27 avril 2007
Traineaux, Bingo et Chemises à carreaux [2]
Le soleil se lève sur la Malbaie et le mystère continue. La nuit fut réparatrice, sans le moindre loup-garou, et le petit dej’ copieux, sans arsenic ni sédatif puissant. Stephen King, c’est vraiment plus ce que c’était. Tout se perd.
Les chasse-neige ayant libéré notre canasson doré, nous reprenons la route, avides de sensations épiques. Notre contact : André, l’homme loup. Nous découvrirons plus tard qu’il cache un petit short moulant sous son épais pantalon. Voici la seule photo dévoilant une partie de son visage farouche.
.

.
Lorsque l’on arrive dans son antre, on est accueilli par les hurlements de sa meute de chiens loups. André est debout sur le toit de sa camionnette. Il crie à son tour, la meute se tait.
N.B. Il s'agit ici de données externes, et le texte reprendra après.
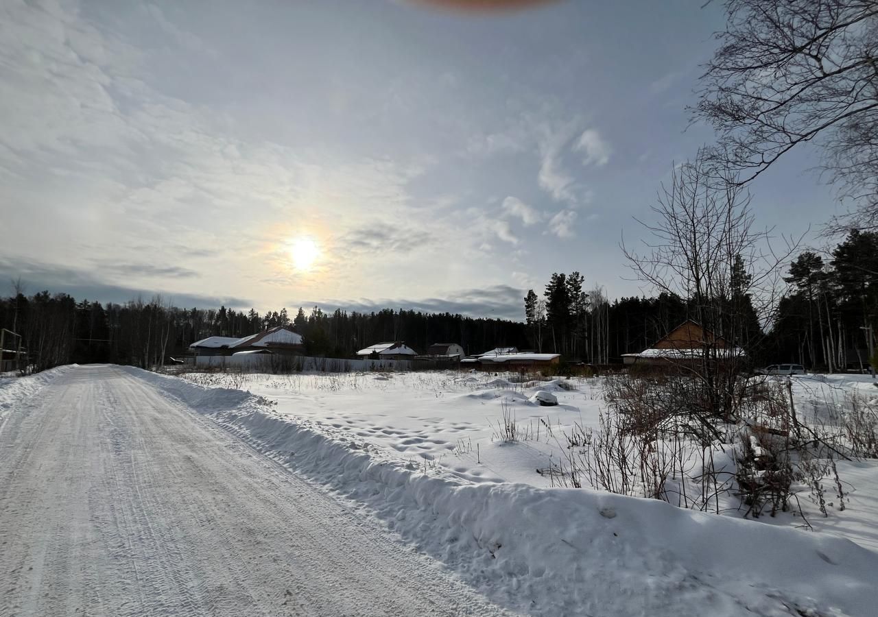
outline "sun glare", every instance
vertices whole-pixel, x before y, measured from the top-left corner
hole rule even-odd
[[[296,269],[310,269],[319,255],[317,243],[310,238],[299,238],[290,245],[290,256]]]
Leçon n˚1 : pour trouver le mal dominant d’une meute, cherche d’abord la camionnette. André est en train d’atteler, sur son engin, les traineaux qu’il a fabriqués lui-même. Le résultat est assez convainquant, chapeau le bricolo. Notre guide s’avère tout de suite être quelqu’un éminemment sympathique. Il nous explique le B-A-BA de la discipline. Il nous expose avec moult plaisanteries (un numéro sans doute bien rodé mais efficace) : le dosage du frein, la poussette non-saccadée, le p’tit coup de rein, les procédures d’urgence : en cas de baston entre chiens, en cas d’arbre dans la tronche (une partie pour laquelle ma voisine et moi étions particulièrement attentifs, une sensation de déjà vu peut être), en cas de chute intempestive…
Leçon n˚2 : pour installer une ambiance « aventure extrême » : toujours finir son speech d’introduction en exhibant la mallette de premiers soins d’urgence (de préférence avec une croix dessus). La manier avec précaution, comme si elle renfermait de la nitroglycérine, et la présenter comme notre unique chance de survie avant de la déposer dans le coffre de la camionnette.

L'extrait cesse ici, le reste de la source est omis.